To the best of our knowledge, few studies have applied machine learning methods to the automatic classification of CI patients using resting-state metrics (FC, ALFF). Li et al.18 suggested that the FC strength (FCS) could be potential neuromarkers for the classification of CI patients and HC using the support vector machine (SVM) method. The classification performance included an accuracy of 81.5%, a sensitivity of 84.9%, a specificity of 79.1%, and an AUC of 83.0%. In this study, an LR model was developed for the classification of CI patients and HC and also showed better discrimination which proved that these two features can be used as neurological markers for the diagnosis of insomnia.
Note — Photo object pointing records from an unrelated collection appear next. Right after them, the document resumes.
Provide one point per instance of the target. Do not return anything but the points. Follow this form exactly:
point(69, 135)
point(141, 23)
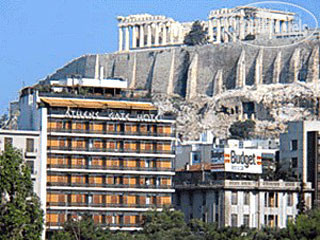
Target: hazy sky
point(39, 36)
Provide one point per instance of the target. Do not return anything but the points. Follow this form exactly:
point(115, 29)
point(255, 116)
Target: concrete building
point(299, 154)
point(240, 202)
point(233, 184)
point(102, 153)
point(212, 151)
point(28, 143)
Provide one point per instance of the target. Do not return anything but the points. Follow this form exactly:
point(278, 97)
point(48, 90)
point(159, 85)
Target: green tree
point(166, 225)
point(82, 229)
point(242, 130)
point(196, 36)
point(21, 215)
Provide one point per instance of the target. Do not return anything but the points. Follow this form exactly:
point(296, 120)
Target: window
point(148, 181)
point(289, 218)
point(30, 145)
point(289, 199)
point(89, 199)
point(204, 198)
point(191, 199)
point(195, 157)
point(273, 199)
point(246, 198)
point(7, 142)
point(234, 198)
point(294, 162)
point(31, 166)
point(147, 163)
point(246, 220)
point(216, 196)
point(294, 145)
point(234, 220)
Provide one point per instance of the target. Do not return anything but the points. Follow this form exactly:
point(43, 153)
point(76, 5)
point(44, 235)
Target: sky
point(39, 36)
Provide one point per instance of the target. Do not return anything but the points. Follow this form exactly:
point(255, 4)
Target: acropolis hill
point(213, 85)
This study had several limitations. First, it was assumed that the participants represented a homogeneous sample of individuals with a single insomnia condition. However, it is increasingly believed that insomnia may be a heterogeneous disease. Therefore, if different studiesinclude different proportions of each subtype24,25, which may not be identified, this may lead to inconsistent findings. Second, the model parameter tuning used in this study used the method of grid optimisation. The grid optimisation method adopts an exhaustive method and traverses all possible combinations of parameters. Thus, it is not fast. Faster parameter optimisation methods such as genetic algorithms26 will be adopted in the future to improve the efficiency of the algorithm. Third, this study only used logistic regression as a machine learning method. Combining different machine learning methods would help to improve the model performance. Fourth, only functional MR imaging data were used. The integration of structural and functional data may be a more effective method to elucidate disease factors that are shared across different metrics. Fifth, the participants in the present study were all right-hand dominant; therefore, it was not possible to identify the relationship between the R-sided and L-sided findings with handedness. Sixth, only the static characteristics of the traditional (low-order) FC were studied, not their dynamic characteristics. The ‘correlation of correlation’27,28 generates high-order functional connectivity (HOFC) based on the FC dynamics, which characterises higher-level brain functional interactions and supplements traditional (low-order) FC. HOFC has been successfully applied to early mild cognitive impairment (MCI) detection and has shown superior performance compared with the low-order FC-based methods29,30. Further research using HOFC is required when using machine learning methods for CI.

Conclusion

In summary, despite these limitations, the results of this study showed that ALFF features and FC features had excellent performance for diagnostic identification of chronic insomnia using logistic regression approach and might serve as potential neuromarkers for CI. This proposed methodology could be applied in clinical practice for diagnostic identification of CI.